Nachdem meine Fox sich langsam auflösen. Welche Handschuhe fahrt ihr und wo gibts die? Meine jetzt keine Winterhandschuhe, sondern stinknormale MTB Handschuhe. Hab mir jetzt einige angeschaut, die mich aber alle nicht vom Hocker gerissen haben. Trägt wer Herrenhandschuhe? Passen die gut? Bei uns in der Gegend gibts leider keine vernünftigen Läden mit MTB Klamotten, daher bin ich auf Mailorder angewiesen.


----------



## macmaegges (29. Dezember 2009)

O ´Neal Sniper Glove 2009

Cooler Handschuh, sehr leicht zu Reinigen, Öl, FEtt, Strassen und sonstiger Dreck gehen bei Handwäsche mit Seife sehr einfach rauswaschen.

glaub vor ca nem halben Jahr gekauft für 30 Euro.


----------



## MTB-News.de




----------



## Trail-Bremse (29. Dezember 2009)

Ich fahre am liebsten die Röckl Handschuhe, Sommer wie Winter. Die Sorte Clarino-Grip sind super, gibts für Ladys und für Herren und in vielen Farben.  
Die Herrenhandschuhe passen uns Frauen auch. Einfach eine halbe Nummer kleiner wählen. Gibts bei Rose, Haibike etc.


----------



## scylla (29. Dezember 2009)

Ich habe vor kurzem die Dainese Techno Lite im Sonderangebot abgestaubt. Die Passform ist super! Ausprobieren konnte ichs noch nicht, weil zu kalt 
Ansonsten mag ich Specialized sehr gerne.

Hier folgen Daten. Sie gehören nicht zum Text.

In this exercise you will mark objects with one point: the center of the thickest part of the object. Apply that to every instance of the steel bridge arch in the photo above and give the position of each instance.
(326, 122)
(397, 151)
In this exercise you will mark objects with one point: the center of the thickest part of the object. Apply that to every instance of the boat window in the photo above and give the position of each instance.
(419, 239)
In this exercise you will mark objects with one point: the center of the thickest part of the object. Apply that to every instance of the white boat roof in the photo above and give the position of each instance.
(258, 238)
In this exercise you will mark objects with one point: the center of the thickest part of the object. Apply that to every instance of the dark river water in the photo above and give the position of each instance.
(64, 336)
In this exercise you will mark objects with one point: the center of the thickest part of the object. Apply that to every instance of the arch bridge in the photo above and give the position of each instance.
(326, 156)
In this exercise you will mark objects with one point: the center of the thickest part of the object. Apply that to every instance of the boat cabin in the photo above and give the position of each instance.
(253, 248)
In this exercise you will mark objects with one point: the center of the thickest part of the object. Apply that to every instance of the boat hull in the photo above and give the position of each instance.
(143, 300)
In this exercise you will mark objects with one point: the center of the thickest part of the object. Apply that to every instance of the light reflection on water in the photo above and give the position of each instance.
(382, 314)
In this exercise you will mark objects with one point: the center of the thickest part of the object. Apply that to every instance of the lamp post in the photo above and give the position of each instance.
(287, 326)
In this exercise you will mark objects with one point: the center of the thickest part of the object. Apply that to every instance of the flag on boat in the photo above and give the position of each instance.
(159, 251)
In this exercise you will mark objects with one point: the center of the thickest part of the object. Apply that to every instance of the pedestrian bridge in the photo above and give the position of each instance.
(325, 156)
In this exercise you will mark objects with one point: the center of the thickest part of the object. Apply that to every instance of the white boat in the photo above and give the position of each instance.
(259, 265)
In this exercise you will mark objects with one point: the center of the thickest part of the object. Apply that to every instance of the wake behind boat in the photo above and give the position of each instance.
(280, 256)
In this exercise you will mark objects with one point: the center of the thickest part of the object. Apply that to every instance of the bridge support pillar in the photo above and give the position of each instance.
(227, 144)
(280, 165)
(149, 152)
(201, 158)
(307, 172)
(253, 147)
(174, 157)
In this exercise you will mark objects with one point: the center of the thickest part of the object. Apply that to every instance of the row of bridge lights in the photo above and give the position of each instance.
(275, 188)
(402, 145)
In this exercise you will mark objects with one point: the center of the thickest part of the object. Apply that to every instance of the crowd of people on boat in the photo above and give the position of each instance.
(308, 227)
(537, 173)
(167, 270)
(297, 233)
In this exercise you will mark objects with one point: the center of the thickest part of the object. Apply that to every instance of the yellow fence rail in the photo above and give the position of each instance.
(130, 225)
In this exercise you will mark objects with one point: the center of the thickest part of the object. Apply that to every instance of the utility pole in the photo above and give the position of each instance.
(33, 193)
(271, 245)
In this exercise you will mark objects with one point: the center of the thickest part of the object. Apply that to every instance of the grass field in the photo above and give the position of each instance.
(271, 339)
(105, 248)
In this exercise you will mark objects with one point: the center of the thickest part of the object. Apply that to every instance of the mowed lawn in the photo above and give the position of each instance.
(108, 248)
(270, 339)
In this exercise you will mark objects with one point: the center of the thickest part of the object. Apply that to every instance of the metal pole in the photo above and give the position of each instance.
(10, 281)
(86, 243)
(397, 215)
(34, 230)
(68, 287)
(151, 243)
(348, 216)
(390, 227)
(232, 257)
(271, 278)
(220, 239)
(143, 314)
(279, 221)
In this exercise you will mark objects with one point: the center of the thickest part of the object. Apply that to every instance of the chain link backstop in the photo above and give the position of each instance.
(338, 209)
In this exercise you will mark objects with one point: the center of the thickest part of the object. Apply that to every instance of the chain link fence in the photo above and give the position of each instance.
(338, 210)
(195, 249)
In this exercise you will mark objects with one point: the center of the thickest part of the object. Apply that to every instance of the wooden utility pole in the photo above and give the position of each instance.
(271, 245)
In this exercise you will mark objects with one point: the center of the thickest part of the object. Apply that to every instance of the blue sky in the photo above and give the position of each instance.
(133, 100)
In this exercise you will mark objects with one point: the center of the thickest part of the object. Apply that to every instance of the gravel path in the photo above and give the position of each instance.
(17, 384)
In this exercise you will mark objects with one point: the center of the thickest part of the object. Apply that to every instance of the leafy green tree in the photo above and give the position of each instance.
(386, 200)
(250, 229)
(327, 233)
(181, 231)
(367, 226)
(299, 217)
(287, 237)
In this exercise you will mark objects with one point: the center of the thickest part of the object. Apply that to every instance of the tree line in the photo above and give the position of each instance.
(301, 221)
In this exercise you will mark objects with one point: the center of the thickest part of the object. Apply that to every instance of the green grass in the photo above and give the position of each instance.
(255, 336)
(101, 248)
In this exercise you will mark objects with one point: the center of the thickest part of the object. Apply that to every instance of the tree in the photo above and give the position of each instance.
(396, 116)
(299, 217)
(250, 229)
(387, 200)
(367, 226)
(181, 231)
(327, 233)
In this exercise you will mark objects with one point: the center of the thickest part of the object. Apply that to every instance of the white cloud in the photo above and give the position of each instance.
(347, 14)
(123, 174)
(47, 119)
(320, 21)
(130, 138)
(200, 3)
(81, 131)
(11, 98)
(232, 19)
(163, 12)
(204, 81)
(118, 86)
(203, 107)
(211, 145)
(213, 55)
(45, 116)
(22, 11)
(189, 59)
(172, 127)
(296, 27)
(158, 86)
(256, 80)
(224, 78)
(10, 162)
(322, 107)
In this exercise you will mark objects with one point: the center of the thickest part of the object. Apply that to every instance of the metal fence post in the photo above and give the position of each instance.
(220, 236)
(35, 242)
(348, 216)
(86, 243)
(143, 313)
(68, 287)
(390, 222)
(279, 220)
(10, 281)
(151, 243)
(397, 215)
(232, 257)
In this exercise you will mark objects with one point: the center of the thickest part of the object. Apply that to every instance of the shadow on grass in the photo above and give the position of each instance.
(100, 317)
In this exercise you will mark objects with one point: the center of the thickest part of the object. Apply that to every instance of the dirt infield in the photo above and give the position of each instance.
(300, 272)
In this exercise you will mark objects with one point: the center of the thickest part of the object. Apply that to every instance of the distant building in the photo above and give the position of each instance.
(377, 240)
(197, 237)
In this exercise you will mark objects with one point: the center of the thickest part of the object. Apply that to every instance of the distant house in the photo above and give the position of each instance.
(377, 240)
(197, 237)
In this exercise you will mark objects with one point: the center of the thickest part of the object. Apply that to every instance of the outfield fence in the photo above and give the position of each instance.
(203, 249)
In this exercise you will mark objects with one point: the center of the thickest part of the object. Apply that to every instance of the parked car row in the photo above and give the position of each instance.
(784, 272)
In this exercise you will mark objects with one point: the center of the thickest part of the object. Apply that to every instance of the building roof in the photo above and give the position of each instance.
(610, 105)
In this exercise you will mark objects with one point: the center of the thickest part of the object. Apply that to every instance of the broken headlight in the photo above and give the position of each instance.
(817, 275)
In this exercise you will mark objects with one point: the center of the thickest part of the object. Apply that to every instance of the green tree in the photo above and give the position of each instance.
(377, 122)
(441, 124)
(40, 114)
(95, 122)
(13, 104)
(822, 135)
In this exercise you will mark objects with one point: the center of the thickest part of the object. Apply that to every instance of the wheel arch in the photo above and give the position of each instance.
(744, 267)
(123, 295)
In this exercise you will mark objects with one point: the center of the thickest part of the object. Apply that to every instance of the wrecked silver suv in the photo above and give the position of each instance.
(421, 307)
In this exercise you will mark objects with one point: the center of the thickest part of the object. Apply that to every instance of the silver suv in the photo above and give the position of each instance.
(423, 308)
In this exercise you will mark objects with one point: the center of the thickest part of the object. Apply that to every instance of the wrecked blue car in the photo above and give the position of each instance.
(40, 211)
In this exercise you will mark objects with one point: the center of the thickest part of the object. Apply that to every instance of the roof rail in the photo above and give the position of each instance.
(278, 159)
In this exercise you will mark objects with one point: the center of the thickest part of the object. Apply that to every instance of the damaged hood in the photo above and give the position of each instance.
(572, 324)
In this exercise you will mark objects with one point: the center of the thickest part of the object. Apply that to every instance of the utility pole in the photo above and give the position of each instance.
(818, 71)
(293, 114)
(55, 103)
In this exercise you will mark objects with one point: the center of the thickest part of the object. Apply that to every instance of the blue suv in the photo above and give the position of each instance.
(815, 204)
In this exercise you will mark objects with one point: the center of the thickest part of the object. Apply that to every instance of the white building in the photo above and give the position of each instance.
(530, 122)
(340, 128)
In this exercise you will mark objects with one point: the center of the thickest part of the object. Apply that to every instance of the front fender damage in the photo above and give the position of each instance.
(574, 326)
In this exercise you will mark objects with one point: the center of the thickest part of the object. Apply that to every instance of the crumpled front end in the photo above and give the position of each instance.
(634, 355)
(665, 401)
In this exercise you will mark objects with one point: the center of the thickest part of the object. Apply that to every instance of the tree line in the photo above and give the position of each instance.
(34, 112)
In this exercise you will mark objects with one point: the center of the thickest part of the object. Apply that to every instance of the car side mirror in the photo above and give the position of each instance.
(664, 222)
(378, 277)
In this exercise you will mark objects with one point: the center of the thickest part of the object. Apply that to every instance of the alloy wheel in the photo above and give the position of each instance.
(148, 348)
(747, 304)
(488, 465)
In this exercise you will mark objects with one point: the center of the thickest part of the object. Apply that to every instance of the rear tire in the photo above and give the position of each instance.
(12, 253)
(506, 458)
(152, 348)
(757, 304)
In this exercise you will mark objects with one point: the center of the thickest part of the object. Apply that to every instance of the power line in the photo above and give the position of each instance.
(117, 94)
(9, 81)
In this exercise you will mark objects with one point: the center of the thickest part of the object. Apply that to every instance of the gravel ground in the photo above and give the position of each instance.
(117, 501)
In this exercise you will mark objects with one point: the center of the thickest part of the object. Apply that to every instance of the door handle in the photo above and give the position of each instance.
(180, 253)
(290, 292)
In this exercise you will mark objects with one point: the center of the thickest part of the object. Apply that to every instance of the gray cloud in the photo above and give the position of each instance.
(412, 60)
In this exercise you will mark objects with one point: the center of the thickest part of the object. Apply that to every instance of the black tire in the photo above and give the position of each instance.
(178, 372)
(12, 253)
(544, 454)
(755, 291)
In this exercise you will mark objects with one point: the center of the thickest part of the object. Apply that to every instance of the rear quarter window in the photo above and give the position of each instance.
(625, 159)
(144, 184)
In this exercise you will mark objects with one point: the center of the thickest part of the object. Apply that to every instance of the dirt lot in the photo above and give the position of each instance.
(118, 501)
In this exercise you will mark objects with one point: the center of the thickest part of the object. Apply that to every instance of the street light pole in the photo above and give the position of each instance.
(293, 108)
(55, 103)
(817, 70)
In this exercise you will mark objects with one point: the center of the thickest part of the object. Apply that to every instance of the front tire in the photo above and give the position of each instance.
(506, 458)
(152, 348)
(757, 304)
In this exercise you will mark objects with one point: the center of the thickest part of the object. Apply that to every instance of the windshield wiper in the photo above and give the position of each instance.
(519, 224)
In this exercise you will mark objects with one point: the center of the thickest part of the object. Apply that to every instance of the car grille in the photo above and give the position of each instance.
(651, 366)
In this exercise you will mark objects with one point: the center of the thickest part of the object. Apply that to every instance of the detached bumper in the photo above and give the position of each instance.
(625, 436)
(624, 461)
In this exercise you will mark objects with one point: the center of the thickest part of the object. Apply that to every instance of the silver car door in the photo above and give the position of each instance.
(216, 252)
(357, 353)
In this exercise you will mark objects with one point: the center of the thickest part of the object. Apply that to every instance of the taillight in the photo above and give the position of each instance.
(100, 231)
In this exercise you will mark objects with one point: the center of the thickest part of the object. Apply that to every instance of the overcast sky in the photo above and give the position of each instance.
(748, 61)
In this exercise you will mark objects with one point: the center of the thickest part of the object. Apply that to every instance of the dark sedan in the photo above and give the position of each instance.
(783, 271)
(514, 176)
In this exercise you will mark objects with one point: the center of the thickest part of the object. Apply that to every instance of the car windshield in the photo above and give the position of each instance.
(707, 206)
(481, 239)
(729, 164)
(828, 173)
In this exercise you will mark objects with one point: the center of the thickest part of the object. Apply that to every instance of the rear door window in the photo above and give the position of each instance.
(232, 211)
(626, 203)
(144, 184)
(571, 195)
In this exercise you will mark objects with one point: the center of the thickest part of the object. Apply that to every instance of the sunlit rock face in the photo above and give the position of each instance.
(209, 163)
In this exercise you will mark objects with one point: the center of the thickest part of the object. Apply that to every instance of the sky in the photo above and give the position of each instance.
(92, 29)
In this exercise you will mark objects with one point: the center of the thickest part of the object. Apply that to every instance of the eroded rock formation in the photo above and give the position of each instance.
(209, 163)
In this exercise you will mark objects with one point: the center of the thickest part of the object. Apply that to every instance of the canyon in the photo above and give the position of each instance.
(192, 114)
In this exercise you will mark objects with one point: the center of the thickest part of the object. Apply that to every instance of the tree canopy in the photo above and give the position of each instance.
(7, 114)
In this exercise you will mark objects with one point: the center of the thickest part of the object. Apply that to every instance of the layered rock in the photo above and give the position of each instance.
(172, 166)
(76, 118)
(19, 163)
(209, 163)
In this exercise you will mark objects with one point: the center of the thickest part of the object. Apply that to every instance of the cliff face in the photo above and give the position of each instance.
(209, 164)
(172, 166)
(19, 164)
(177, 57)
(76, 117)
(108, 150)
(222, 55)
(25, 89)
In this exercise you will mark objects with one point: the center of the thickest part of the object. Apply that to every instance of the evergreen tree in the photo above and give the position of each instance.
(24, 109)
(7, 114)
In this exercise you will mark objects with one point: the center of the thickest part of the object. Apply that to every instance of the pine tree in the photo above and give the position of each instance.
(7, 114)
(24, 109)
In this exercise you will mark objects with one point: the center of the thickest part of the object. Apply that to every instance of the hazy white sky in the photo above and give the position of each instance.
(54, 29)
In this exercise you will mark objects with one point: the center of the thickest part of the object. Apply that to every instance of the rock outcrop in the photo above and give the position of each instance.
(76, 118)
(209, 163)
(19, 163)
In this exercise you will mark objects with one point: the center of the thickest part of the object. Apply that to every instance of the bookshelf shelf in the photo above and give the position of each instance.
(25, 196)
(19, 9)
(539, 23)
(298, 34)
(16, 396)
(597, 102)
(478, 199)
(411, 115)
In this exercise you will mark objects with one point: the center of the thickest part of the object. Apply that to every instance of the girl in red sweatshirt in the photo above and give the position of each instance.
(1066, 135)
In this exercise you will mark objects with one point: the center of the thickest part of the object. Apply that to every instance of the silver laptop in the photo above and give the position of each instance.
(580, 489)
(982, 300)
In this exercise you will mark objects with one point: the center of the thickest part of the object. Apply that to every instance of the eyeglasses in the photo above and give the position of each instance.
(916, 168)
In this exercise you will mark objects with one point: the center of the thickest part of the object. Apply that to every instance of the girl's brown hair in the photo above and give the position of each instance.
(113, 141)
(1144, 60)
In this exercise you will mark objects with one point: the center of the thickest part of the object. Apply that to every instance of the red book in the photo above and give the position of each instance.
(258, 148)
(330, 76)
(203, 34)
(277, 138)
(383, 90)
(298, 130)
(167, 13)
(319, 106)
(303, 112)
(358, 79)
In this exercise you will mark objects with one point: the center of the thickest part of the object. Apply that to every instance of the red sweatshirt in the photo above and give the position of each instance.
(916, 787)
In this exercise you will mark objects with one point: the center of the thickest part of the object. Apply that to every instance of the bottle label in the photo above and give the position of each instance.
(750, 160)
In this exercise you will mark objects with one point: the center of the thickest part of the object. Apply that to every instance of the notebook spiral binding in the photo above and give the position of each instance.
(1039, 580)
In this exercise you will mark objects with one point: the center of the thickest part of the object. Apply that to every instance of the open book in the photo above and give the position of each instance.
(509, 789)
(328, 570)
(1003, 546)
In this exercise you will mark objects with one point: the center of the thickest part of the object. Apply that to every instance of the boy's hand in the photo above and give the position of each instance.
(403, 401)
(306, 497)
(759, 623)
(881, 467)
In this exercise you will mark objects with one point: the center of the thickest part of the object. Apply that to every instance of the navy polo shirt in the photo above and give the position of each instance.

Allerdings die Herrenmodelle, weil die Damenhandschuhe von denen einfach zu schmal sind für meine Wurstfinger  
Für den Sommer hab ich eitle Kuh noch ein Paar von den Solar Halbfinger-Handschuhen von Roeckl (für nahtlose Bräune ). Die Passform ist toll, aber halten tun sie leider nicht sehr lange.


----------



## trek 6500 (29. Dezember 2009)

..hab sombrio und fox für´n sommer und den röckl windstopper für die kalte zeit . funzt gut !! greez , k.


----------



## Patrick_VF (30. Dezember 2009)

edit: falscher Thread


----------



## mtbbee (30. Dezember 2009)

trek 6500 schrieb:


> ..hab sombrio ...




 die habe ich auch - kann man empfehlen - "S" Herrengröße für meine Wurschtfinger das richtige


----------



## Bettina (30. Dezember 2009)

Eine wichtige Frage ist ob die Innenhand vor Gel strotzen soll (dann Röckl) oder direkter Griff auf den Lenker erwünscht ist.
Ich fahre am liebsten Scott Herrenhandschuh (Lange Finger, kein oder wenig Gel).
Gruß Bettina


----------



## Surfmoe (30. Dezember 2009)

Perfekte Tips, danke.. mag direkte Handschuhe lieber und werde mal Herren S ausprobieren und die ganzen Handschuhe hier mal anschaun


----------



## chayenne06 (26. Februar 2012)

so - um das mal aufzufrischen.

suche aktuell Handschuhe *ohne *Polster! für Frühjahr/Sommer/Herbst. Also keine Winterhandschuhe. 
was tragt ihr so?
danke


----------



## Veloce (26. Februar 2012)

Trail-Bremse schrieb:


> Ich fahre am liebsten die Röckl Handschuhe, Sommer wie Winter. Die Sorte Clarino-Grip sind super, gibts für Ladys und für Herren und in vielen Farben.
> Die Herrenhandschuhe passen uns Frauen auch. Einfach eine halbe Nummer kleiner wählen. Gibts bei Rose, Haibike etc.




Eher eine Nummer kleiner .
Wobei Herren XS meistens   Frauen S entspricht .

Ich fahre  ein Paar Frauenhandschuhe von Sombrio  und eins von Specialized und sonst XS Unisex  von Roxal und Sixsixone .
Bis auf die Sixsixone und Specialized sind die restlichen ohne Innenhandpolster d.h. mit Clarino .


----------



## MTB-News.de




----------



## HiFi XS (26. Februar 2012)

meine liebling sommerhandschuhe sind die raji von 661. Die trage ich bis sie durch sind, dann kaufe ich ein neues paar. ich trage damengröße 7 und die männer xs passt sehr gut.

die bekommst du hier zum beispiel:  http://www.chainreactioncycles.com/Models.aspx?ModelID=57608

Die passen einfach wie angegossen.


----------